Vox Day terms the latest development a “scandal.” Peter Grant was equally prompt to accuse Sasquan of having something to hide in “What, precisely, is going on with the Hugo Awards data?”
Folks, back in the 1980’s I was a Systems Engineer at IBM. I’ve had well over a decade in the commercial information technology and computer systems business, in positions ranging from Operator to Project Manager, from Programmer to End-User Computing Analyst to a directorship in a small IT company. Speaking from that background, let me assure you: I can ‘anonymize’ almost any data set in a couple of hours, no matter how complicated it may be. To allege that ‘it may not be possible to anonymize the nominating data sufficiently to allow for a public release’ is complete and utter BULL. Period. End of story.
However, one of Grant’s commenters pointed out: “Anonymizing data is harder than you think, if your goal is to actually make it truly anonymous. See what happened when AOL tried to anonymize search results, or when Netflix tried to anonymize movie recommendations.” And he cited a 2009 ArsTechnica article, adding “and metadata analysis hasn’t exactly gotten worse since then.”
The article says —
Examples of the anonymization failures aren’t hard to find.
When AOL researchers released a massive dataset of search queries, they first “anonymized” the data by scrubbing user IDs and IP addresses. When Netflix made a huge database of movie recommendations available for study, it spent time doing the same thing. Despite scrubbing the obviously identifiable information from the data, computer scientists were able to identify individual users in both datasets. (The Netflix team then moved on to Twitter users.)…

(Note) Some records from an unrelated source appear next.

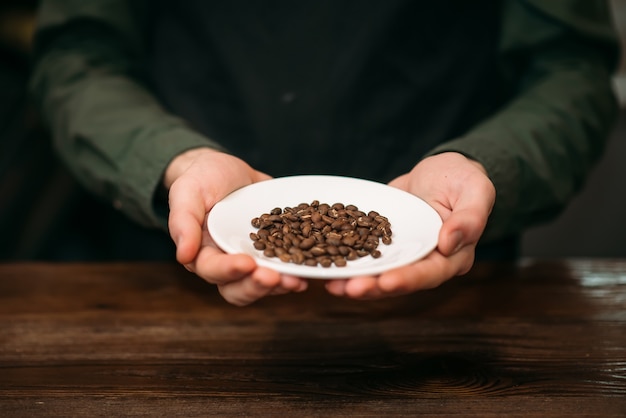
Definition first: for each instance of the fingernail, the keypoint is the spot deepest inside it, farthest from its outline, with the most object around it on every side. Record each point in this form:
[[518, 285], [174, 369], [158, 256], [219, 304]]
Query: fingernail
[[458, 238]]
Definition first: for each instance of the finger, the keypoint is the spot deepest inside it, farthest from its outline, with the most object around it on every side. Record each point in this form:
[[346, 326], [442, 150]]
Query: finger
[[185, 221], [427, 273], [250, 288], [218, 268], [463, 227]]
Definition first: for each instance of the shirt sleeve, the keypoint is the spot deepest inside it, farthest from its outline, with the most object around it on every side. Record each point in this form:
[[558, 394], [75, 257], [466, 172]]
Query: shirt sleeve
[[539, 148], [106, 126]]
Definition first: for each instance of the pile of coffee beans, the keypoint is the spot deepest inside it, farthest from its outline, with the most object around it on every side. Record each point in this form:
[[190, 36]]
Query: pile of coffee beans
[[320, 234]]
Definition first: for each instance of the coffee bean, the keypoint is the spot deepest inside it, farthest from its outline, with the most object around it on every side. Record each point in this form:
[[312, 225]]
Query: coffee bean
[[319, 234]]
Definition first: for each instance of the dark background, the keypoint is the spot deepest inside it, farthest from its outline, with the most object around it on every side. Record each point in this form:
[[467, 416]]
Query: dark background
[[39, 199]]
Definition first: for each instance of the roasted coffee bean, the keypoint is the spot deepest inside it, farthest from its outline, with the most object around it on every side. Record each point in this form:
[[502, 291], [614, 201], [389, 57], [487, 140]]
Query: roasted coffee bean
[[320, 234]]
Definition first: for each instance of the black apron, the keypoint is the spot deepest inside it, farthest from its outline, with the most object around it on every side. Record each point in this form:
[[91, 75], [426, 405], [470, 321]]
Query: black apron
[[346, 87]]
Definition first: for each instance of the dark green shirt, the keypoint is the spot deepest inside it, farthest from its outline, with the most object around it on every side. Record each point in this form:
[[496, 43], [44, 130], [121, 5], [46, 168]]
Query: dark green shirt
[[117, 132]]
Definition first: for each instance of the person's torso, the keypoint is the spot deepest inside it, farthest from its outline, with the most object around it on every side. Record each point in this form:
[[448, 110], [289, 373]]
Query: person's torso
[[348, 87]]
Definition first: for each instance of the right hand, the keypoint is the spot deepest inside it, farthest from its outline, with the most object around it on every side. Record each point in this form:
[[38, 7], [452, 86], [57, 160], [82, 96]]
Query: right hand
[[197, 179]]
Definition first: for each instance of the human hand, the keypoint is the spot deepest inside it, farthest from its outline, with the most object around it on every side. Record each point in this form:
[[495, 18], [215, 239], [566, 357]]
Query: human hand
[[460, 191], [196, 180]]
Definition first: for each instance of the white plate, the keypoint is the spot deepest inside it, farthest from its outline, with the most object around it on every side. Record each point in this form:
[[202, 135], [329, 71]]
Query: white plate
[[415, 225]]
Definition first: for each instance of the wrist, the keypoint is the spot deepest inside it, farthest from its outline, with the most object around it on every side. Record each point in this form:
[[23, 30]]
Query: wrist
[[181, 163]]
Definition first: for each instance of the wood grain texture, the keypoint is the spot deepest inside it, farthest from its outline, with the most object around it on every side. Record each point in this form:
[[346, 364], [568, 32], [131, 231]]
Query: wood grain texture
[[541, 338]]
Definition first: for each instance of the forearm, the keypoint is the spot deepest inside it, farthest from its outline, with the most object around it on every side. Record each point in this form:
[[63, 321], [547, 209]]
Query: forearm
[[540, 147]]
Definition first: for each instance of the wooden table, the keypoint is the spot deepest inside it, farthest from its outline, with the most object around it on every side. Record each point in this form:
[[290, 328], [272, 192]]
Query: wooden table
[[543, 338]]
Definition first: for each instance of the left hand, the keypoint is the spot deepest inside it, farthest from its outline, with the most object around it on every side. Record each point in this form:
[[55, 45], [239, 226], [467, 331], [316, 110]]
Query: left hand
[[460, 191]]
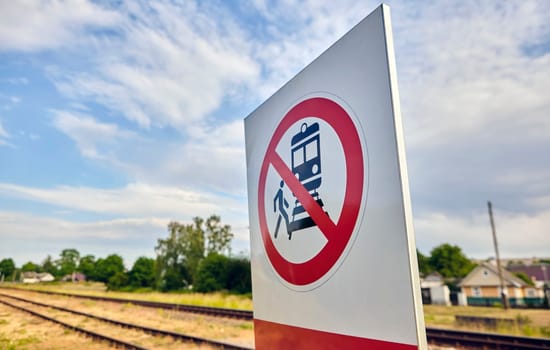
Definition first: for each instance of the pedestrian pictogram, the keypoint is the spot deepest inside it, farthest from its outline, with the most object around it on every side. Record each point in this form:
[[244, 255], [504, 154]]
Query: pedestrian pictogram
[[302, 175]]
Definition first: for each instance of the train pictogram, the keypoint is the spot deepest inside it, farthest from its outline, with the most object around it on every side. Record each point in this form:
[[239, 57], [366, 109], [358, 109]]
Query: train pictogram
[[305, 151]]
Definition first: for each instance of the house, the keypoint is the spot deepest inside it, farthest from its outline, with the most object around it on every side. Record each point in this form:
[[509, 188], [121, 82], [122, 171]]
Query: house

The Netflix case illustrates another principle, which is that the data itself might seem anonymous, but when paired with other existing data, reidentification becomes possible. A pair of computer scientists famously proved this point by combing movie recommendations found on the Internet Movie Database with the Netflix data, and they learned that people could quite easily be picked from the Netflix data.
EPH backers want to use the data to demonstrate their voting system. In comparison, a commenter at Vox Popoli said he wants to analyze the data to learn —
- How many slates there were in competition
- How good party discipline was for the various slates
- How many voted mixed slates of sad/rabid, TOR/SJW, etc.
- How the 4/6 and EPH proposals would have affected the outcome of the competing slates
Update 09/08/2015: Corrected the attribution of Brian C’s comment.